O Grupo
de Trabalho de Sociologia da Arte no 9º Congreso Chileno de
Sociología contou com uma diversidade de trabalhos concentrados nas
áreas de música, artes visuais e literatura de países como Chile,
Argentina, Brasil e México. A coordenação do GT ficou a cargo de
Marisol Facuse (Prfª. Drª Universidad de Chile), Laura Lattanzi
(Prfª. Drª Universidad de Chile), Tomás Peters (Profº Drº
Universidad de Chile y Carolina Ibarra (Universidad Arcis).
Dia
3
No
último dia do Congresso, as últimas mesas discutiram temas
relacionados ao uso da cultura pela máquina política estatal,
gestão cultural e políticas públicas e a relação entre
identidade e produção cultural. Foram apresentados vários
trabalhos interessantes, estando apenas um destoando do nível das
discussões.
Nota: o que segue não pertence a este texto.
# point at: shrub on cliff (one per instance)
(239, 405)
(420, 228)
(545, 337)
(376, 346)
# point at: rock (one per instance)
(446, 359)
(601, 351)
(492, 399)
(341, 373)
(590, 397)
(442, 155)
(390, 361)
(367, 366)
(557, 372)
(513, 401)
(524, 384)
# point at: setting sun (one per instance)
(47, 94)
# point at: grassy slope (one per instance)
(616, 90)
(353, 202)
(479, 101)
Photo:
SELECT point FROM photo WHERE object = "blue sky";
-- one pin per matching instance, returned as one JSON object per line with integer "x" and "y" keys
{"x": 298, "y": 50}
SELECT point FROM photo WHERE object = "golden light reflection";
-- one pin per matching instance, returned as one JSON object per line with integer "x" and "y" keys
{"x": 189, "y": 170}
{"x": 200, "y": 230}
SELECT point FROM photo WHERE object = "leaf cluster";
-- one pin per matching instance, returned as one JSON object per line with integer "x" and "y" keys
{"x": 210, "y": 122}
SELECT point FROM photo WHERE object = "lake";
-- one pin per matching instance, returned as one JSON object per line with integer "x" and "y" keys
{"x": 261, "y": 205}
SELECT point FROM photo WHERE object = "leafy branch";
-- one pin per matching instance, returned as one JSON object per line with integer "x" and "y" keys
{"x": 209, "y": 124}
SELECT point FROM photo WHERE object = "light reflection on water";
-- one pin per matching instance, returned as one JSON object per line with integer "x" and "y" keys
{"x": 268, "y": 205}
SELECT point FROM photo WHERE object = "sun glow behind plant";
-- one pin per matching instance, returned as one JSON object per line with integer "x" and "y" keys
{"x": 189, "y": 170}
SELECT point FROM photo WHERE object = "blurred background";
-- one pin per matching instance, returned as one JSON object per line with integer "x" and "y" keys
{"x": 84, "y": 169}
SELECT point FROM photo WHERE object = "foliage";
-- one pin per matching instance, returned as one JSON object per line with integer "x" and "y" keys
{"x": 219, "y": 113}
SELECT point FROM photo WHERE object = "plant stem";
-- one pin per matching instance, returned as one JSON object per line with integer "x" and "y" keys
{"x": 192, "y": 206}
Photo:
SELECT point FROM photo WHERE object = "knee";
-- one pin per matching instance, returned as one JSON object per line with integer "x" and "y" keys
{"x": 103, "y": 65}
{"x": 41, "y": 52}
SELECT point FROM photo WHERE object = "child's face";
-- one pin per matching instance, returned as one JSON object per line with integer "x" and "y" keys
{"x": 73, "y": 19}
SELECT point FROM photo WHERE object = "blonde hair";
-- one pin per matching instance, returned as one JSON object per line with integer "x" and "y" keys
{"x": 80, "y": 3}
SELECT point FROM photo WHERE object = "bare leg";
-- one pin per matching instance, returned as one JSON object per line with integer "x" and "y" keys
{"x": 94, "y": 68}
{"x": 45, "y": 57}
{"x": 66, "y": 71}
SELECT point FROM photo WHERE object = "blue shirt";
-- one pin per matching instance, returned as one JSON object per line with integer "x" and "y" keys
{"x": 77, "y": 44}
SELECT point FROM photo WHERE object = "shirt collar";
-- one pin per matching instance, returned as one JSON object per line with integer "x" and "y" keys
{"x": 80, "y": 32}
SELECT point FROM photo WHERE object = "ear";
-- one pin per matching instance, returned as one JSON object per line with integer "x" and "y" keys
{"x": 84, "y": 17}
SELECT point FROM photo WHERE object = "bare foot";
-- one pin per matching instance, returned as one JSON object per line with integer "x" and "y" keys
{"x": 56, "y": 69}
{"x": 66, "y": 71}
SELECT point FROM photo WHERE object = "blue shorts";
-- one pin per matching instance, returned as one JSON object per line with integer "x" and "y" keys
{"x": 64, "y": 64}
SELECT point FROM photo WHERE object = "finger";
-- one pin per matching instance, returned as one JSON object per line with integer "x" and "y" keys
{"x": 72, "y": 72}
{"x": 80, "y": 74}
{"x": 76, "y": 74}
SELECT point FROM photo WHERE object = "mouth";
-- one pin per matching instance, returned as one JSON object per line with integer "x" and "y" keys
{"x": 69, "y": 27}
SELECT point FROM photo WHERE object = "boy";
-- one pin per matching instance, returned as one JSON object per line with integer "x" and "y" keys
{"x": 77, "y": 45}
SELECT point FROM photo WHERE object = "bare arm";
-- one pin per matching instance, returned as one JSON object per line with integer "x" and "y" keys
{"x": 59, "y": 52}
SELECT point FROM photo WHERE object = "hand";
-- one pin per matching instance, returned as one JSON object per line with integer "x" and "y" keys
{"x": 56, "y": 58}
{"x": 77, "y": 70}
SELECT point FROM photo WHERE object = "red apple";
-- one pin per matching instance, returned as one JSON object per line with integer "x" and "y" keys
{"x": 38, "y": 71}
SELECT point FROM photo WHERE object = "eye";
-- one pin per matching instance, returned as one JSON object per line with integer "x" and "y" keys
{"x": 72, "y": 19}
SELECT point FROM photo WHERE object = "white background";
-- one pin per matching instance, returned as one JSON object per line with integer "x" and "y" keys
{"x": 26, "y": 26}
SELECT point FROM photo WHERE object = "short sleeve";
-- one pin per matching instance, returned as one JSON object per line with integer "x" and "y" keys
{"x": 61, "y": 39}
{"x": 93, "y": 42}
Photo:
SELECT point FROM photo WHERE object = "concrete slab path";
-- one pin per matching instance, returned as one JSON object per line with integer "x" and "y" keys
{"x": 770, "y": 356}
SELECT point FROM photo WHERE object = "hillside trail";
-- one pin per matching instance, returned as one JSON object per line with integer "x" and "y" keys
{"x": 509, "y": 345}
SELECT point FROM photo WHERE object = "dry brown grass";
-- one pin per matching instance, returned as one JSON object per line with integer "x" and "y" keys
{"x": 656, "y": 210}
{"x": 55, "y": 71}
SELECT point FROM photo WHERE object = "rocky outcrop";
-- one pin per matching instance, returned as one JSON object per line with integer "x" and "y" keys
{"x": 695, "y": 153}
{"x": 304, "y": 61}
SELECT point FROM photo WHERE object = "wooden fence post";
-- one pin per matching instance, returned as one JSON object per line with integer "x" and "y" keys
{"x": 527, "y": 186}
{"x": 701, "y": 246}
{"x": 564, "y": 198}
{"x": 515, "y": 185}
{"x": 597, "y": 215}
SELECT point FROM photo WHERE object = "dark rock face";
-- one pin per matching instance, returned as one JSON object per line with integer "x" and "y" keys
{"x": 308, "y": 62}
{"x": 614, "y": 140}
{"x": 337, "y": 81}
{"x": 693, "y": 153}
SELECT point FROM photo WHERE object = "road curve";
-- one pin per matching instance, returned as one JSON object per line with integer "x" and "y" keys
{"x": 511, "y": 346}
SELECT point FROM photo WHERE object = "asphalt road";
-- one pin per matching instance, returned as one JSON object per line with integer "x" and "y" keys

Esse trabalho em particular apresentava dados
estatísticos que demonstrava uma concentração de equipamentos
culturais nos bairros de Providência e Santiago Centro, em Santiago,
sem entrar em uma discussão mais aprofundada sobre qual relação
era possível estabelecer entre produção cultural e presença de
museus, salas de concerto, de teatro, etc. Os dados estatísticos,
como vários pesquisadores sabem, não falam por si e nem sempre
podem ser inferidos destes diagnósticos completos e/ou taxativos
sobre determinada realidade. Além do mais, é preciso investigar e
ter claro de que fontes estes dados provêm, para não incorrer em
erros de análise básicos. Por exemplo, durante a apresentação, o
autor desse trabalho afirma que há apenas dois estúdios de gravação
de música no setor de Providência e que esta realidade poderia
afetar a produção musical. O dado a que se refere este autor
provavelmente é um dado oficial (ele era representante do Conselho
Nacional de Cultura do Chile) que não condiz com a realidade de
infinidades de estúdios particulares que existem pela cidade. A
produção musical da cidade é profícua e ocorre, em grande parte,
por fora de circuitos oficiais e documentados pelo Estado, para dar
apenas um pequeno exemplo. O trabalho não apresentou relações mais
complexas entre instituições e produção de cultura e em que
medida a presença ou falta delas interfere nesse processo.
Passando
aos trabalhos interessantes, me chamou atenção na primeira mesa a
apresentação da antropóloga Carla Pinochet (Chile), especialmente
pelo debate que gerou depois. O trabalho, intitulado Ciudad,
Festival Y Democracia. Sobre El Papel De La Cultura En El Chile
Contemporáneo, discutia
a relação entre a instauração do processo democrático no Chile e
a realizações de festivais populares. Estes eventos, de caráter
massivo, dialogavam com uma espécie de reivindicação popular da
celebração e da ocupação do espaço público após anos de
ditadura, repressão e negação do público. Porém, afirma a
autora, é preciso atentar para a dimensão instrumentalizante que
esses eventos alcançaram a partir do momento que foram capitalizados
por forças políticas do momento para gerar benefícios eleitorais.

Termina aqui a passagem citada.